I am creeping along following my reading plan for Matter and Memory by Henri Bergson. No more that 3 or 4 pages at a time writing notes as I read as if each observation was a nail to hold it down. I can see how this dilatory notation could have exasperated Samuel Johnson during his tour of the Hebrides but for a work like Bergson’s it induces the stasis that allows some of the profound insights to penetrate. Like recognition as a foundational native power. How do you know that this perception is similar to another that occurred in the past. Looking for evidence for this knowledge is the reflex of empiricism but looked at closely it chases its own tail.
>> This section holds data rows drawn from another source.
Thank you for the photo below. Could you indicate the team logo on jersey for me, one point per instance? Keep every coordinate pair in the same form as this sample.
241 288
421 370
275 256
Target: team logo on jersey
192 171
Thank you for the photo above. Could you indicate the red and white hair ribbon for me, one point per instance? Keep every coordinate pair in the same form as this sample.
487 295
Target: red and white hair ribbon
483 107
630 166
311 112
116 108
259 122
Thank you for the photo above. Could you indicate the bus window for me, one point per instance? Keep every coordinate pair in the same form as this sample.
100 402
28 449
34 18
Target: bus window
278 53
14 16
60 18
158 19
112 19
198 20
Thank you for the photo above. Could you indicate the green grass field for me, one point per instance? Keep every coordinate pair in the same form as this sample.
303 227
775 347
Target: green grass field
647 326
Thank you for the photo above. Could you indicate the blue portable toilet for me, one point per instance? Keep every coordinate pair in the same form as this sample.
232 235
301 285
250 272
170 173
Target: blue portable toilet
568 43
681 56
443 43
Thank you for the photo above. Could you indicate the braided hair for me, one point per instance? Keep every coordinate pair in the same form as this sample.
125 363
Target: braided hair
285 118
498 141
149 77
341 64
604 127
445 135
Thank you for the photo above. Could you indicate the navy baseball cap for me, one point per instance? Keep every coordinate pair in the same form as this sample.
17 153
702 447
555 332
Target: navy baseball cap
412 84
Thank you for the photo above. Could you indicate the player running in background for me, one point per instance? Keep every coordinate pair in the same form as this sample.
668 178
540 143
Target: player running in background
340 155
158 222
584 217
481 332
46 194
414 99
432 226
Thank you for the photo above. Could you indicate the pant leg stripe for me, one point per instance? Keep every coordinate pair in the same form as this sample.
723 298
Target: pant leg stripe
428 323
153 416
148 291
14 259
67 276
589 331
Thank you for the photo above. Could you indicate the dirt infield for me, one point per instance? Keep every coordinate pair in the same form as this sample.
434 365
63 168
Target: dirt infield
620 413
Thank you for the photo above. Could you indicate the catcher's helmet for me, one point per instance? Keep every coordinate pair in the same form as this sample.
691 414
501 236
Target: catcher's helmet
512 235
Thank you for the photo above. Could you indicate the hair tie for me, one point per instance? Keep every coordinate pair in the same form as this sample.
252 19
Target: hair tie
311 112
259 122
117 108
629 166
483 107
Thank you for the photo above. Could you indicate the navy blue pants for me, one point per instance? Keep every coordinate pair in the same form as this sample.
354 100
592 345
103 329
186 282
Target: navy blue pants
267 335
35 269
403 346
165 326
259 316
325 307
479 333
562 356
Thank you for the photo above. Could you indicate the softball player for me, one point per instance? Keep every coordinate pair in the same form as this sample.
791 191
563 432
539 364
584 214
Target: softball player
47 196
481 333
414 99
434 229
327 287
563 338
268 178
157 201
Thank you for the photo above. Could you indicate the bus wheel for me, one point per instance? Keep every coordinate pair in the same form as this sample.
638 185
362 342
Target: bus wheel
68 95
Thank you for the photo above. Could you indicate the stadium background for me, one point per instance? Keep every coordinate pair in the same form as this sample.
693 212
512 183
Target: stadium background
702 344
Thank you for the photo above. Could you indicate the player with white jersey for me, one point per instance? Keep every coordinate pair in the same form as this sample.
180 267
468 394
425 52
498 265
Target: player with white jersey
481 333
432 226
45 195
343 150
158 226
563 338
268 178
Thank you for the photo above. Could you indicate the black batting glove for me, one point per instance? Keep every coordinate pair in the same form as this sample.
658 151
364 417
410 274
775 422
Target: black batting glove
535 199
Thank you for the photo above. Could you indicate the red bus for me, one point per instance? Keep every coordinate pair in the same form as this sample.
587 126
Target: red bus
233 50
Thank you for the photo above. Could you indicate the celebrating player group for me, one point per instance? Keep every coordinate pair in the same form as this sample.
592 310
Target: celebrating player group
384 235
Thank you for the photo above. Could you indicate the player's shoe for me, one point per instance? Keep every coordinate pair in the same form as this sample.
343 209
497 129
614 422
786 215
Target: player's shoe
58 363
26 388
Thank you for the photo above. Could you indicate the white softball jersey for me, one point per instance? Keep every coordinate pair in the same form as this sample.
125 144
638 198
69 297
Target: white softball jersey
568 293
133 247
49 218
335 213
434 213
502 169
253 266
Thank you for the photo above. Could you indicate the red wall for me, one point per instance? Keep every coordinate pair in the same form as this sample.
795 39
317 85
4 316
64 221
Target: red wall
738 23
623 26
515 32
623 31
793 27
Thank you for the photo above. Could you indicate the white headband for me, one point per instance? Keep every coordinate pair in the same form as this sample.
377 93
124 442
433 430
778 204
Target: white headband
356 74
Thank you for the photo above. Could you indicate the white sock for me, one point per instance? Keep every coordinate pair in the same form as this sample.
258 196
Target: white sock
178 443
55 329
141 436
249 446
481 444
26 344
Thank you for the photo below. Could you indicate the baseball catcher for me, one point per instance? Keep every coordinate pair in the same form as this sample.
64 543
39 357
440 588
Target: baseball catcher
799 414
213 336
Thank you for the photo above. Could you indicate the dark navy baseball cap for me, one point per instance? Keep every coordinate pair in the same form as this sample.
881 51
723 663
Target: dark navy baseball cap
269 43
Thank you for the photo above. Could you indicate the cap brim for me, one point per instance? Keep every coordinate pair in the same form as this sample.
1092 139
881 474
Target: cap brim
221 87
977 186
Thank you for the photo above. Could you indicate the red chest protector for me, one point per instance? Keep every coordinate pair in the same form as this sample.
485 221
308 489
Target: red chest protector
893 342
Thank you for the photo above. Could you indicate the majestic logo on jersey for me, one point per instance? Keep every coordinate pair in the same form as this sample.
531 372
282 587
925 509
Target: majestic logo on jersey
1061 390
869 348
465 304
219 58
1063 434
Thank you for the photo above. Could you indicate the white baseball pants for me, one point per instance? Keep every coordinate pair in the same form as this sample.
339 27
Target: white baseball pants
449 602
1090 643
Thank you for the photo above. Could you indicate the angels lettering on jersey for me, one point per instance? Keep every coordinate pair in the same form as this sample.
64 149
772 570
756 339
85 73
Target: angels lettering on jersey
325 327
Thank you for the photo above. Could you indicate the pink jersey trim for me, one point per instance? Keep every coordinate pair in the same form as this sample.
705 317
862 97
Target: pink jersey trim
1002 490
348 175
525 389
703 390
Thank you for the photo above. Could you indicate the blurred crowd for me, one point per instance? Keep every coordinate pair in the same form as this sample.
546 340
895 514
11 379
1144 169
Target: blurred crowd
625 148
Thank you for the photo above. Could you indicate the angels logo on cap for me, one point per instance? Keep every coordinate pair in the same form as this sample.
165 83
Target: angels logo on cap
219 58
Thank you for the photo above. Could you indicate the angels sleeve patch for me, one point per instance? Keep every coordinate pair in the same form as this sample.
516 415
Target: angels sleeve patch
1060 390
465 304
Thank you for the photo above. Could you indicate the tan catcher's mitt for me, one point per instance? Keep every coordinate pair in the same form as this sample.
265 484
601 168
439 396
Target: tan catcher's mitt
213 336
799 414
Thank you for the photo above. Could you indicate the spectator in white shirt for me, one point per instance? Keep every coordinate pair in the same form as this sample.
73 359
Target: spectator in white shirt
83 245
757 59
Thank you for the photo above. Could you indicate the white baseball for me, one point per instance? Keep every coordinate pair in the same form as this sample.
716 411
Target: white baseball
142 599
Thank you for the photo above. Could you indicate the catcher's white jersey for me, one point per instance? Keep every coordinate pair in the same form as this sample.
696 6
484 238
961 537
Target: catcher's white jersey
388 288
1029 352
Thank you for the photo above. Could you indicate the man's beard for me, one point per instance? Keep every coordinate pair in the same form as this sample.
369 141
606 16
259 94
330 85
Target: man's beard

We can only recognise similarity if we already have it and in many cases familiarity precedes the memory of our previous encounter.
The advaitin Dharmaraja Adhvarindra writing on the Pramanas (means of valid knowledge) devotes his shortest chapter to upamana or comparison - “The instrument of the valid knowledge of similarity is comparison”. Even those astute observers of the furniture of the mind did not see the difficulty involved in the comparison of what is a present experience with an experience which is past and thereby judge their congruence or not or slight resemblance etc. Here epistemology trumps neuroscience’s engrams.
“But, along with this definite and perceived resemblance which (pg 107) consists in the common element seized and disengaged by the mind, there is a vague and in some sort objective resemblance, spread over the surface of the images themselves, which might act perhaps like a physical cause of reciprocal attraction. And should we ask how it is, then, that we often recognize an object without being able to identify it with a former image, refuge is sought in the convenient hypothesis of cerebral tracks which coincide with each other, of cerebral movements made easier by practice, or of perceptive cells communicating with cells where memories are stored. In truth, all such theories of recognition are bound to melt away, in the end, into physiological hypotheses of this kind. What they were aiming at, first, was to make all recognition issue from a bringing together of perception and memory; but experience stands over against them, testifying that in most cases recollection emerges only after the perception is recognized.” Matter and Memory
Admit it: the ball joint of the philosopher’s neck is made wry by this confounding of the intuitive question - how do we know? We just know. A vertiginous prospect rejected by right thinking empiricists.